2. Emergent Zero-Shot Generalization
The most paradigm-shifting result is GPhyT’s ability to perform zero-shot generalization. The model was tested on tasks it had never encountered during training, with striking results (Table 2, Figure 4):
New Boundary Conditions: When presented with systems using “open” boundary conditions (absent from training data), GPhyT inferred the new dynamics and produced predictions with an MSE nearly identical to its performance on known systems.
Entirely Novel Physics: Even more impressively, the model was tested on completely new physical phenomena—supersonic flow and a turbulent radiative layer. It successfully captured the essential dynamics, correctly forming a bow shock wave in the supersonic case and generating plausible turbulent features. This is a powerful demonstration that GPhyT has learned transferable physical principles rather than simply memorizing patterns.
3. Stable Long-Range Predictions
A crucial test for any physics surrogate is its stability over long time horizons. GPhyT was evaluated in autoregressive rollouts for 50 timesteps.

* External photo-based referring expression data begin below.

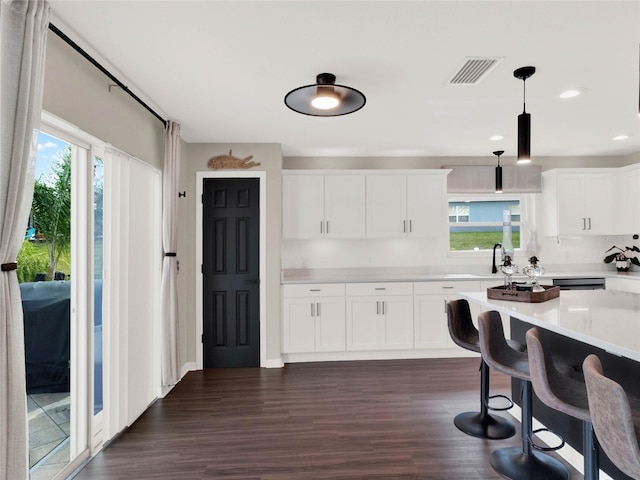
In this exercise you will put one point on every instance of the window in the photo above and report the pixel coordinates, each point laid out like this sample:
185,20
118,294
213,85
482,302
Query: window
476,224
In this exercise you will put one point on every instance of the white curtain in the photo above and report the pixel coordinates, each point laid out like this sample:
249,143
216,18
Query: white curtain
23,34
169,291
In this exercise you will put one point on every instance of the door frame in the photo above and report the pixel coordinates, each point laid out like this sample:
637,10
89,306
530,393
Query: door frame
262,177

While some high-frequency detail is lost over time due to error accumulation, the model successfully preserves the global dynamics and physical plausibility of the flow (Figure 5). For most systems, the error accumulates in a near-linear fashion, demonstrating a remarkable degree of stability for a purely data-driven model.
Limitations and Future Outlook
The authors are candid about the current limitations. The model is presently constrained to 2D systems, has a fixed spatial resolution, and its long-term accuracy, while stable, does not yet match that of traditional numerical solvers. The physics coverage is also limited to fluid dynamics and heat transfer.
Future work will focus on addressing these challenges by scaling the model to 3D, incorporating a wider variety of physical domains (e.g., mechanics, chemistry, optics), enabling variable-resolution capabilities, and further improving long-term stability.
Conclusion
This paper presents a landmark achievement in the pursuit of general-purpose AI for science. By successfully demonstrating that a single transformer-based model can learn to infer and simulate diverse physical phenomena from context alone, the authors have laid a robust foundation for the development of a universal Physics Foundation Model. GPhyT is more than just an architectural innovation; it is a proof-of-concept that the “train once, deploy anywhere” paradigm is not limited to human language but can be extended to the fundamental language of the universe: physics. A universal physics engine could dramatically accelerate research and development in critical areas—from designing more efficient aircraft by simulating airflow under novel conditions to developing clean energy by modeling plasma in fusion reactors, all without the need to develop bespoke solvers for each new problem. By making high-fidelity simulation more accessible, GPhyT paves the way for faster innovation across countless scientific and engineering disciplines.